Monday, November 20th, 2006

So I saw this post at http://www.debian-administration.org/

Now the post itself is not very clueful, but since the site’s webmaster is the only DD I happen to know in meatspace I thought I might add a comment to it. And there came the trouble, one after another:

 

  1. If you block the site’s cookies, you can’t comment.
  2. If you don’t block the cookies but only post a link to this page, it’ll get caught by the spam filter. Why a link to an official Debian package page should get caught by the spam filter of a Debian-related website is a complete mystery to me.
  3. If you try again, the website gently reminds you that you are a spammer now. And no, it won’t let you post another comment on the site, evar.
  4. Unless you create an account, of course.

Ironically, the original post was made anonymously. And not, I can’t be bothered to open up yet another account for yet another website.

Anyways, to give you the clue: Instead of using that dirrrty dirrrty script the article’s author has provided, you could simply apt-get install ifrename. Users of etch or unstable might want to use aptitude instead of apt-get, of course.

 

Ubuntu Edgy sux

Thursday, November 2nd, 2006

X doesn’t recognise the laptop’s built-in display.

Safe graphics mode doesn’t work, either. 

The new bootslpash screen b0rks your computer.

Many Ubuntu devs seem to have disappeared.

Meanwhile Ubuntu keeps drowning in bug reports. That’s somewhat to be expected after a release, but one could also expect that bug reports get dealt with more quickly. I know many of the reports are upstream bugs, but the lack of acknowledgement of bug reports from the devs frutrates me. I’m sitting there trying to do proper triage for the bug report I’m involved in, and nothing happens.

This really shows the limits of a "semi-fork" like Ubuntu. Judging the number of Canonical employees and the current size of the developer community (including volunteer helpers), Ubuntu is simply not able to cope with their own success.

If you want to be a big player in the Linux distribution game, re-packaging Debian and adding some bling is not enough. You’ll have to develop significant in-house expertise on the software you are distributing if you don’t want to depend on the next upstream release to fix your users’ bugs. Redhat, SUSE/Novell, Debian have that. Other big players like Mandriva probably have it, as well. Ubuntu isn’t right there yet.
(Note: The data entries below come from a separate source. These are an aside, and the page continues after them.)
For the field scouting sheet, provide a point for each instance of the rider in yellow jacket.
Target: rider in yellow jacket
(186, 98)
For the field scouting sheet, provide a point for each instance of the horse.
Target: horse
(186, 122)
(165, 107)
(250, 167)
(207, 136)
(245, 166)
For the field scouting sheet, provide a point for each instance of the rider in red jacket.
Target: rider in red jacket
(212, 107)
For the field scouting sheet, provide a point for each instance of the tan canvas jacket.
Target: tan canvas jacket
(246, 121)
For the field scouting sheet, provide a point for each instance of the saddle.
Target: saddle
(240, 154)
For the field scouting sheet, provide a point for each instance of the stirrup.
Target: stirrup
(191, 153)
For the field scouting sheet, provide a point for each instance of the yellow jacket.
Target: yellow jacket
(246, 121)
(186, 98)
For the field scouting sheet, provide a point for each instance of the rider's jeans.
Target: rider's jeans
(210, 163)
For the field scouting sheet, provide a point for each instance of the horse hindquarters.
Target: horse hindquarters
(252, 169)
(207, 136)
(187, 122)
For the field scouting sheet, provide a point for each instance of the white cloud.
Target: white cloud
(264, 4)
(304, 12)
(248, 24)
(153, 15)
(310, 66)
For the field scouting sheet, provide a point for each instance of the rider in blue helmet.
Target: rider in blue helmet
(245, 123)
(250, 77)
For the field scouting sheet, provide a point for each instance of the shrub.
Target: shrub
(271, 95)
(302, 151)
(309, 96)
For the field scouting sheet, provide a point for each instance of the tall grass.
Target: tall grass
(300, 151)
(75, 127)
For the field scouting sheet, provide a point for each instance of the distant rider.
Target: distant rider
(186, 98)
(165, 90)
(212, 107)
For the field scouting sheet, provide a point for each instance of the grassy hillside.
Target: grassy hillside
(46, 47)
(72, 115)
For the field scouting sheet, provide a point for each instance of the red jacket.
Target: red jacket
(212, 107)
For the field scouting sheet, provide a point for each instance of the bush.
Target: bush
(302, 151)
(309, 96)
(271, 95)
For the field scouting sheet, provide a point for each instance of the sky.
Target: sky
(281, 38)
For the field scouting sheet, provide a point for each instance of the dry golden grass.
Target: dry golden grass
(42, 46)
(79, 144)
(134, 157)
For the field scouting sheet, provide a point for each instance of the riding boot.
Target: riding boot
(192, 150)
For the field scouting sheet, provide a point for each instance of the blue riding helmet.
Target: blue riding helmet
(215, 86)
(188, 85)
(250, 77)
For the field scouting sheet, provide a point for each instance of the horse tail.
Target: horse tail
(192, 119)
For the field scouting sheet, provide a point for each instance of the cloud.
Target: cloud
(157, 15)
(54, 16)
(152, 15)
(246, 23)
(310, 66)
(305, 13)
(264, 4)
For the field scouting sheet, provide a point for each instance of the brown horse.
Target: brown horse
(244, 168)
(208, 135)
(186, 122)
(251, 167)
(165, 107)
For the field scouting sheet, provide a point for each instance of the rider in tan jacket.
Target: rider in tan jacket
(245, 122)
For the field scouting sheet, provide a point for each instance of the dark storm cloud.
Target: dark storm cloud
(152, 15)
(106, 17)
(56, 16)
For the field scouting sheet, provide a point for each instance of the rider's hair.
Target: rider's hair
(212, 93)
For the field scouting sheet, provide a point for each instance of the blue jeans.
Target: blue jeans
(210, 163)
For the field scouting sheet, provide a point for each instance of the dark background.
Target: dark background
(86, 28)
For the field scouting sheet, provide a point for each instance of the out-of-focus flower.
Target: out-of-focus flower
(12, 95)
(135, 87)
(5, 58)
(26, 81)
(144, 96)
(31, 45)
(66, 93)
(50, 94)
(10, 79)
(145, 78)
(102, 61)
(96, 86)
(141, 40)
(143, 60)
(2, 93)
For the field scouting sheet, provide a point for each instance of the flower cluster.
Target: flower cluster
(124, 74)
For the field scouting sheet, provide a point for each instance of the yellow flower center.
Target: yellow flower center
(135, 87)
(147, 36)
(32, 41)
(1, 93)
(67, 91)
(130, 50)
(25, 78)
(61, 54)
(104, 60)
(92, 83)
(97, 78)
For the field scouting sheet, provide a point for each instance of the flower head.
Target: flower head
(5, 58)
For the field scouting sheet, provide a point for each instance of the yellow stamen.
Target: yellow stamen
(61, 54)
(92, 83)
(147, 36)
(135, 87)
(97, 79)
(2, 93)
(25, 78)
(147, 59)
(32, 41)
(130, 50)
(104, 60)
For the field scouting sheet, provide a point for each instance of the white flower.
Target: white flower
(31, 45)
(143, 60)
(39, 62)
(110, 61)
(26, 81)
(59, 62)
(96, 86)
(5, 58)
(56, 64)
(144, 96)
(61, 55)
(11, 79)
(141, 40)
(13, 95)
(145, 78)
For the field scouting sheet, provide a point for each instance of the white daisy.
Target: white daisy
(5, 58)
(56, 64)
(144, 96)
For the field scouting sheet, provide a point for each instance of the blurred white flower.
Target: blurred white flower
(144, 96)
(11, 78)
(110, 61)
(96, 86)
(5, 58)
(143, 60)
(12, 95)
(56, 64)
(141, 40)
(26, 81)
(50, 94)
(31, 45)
Ubuntu used to hype their bugsquad and their bug days. However, too many "unpopular" bugs that no-one wants to triage nor investigate still fall through the net. Take the three bugs I mentioned above. None of them are critical on their own. Added together however, they make the system unusable and have the potential of sending manymany users running aways after their first steps with GNU/Linux.

If Ubuntu really wants to do more things better than all the other distros, dealing with bugs should be one of their prime topics. A bug squad that actually looks at every reported bug and triages it properly instead of letting it rot in the bts would be a big advantage compared to other big distros. However, that requires significantly more developer power than Ubuntu has got at the moment.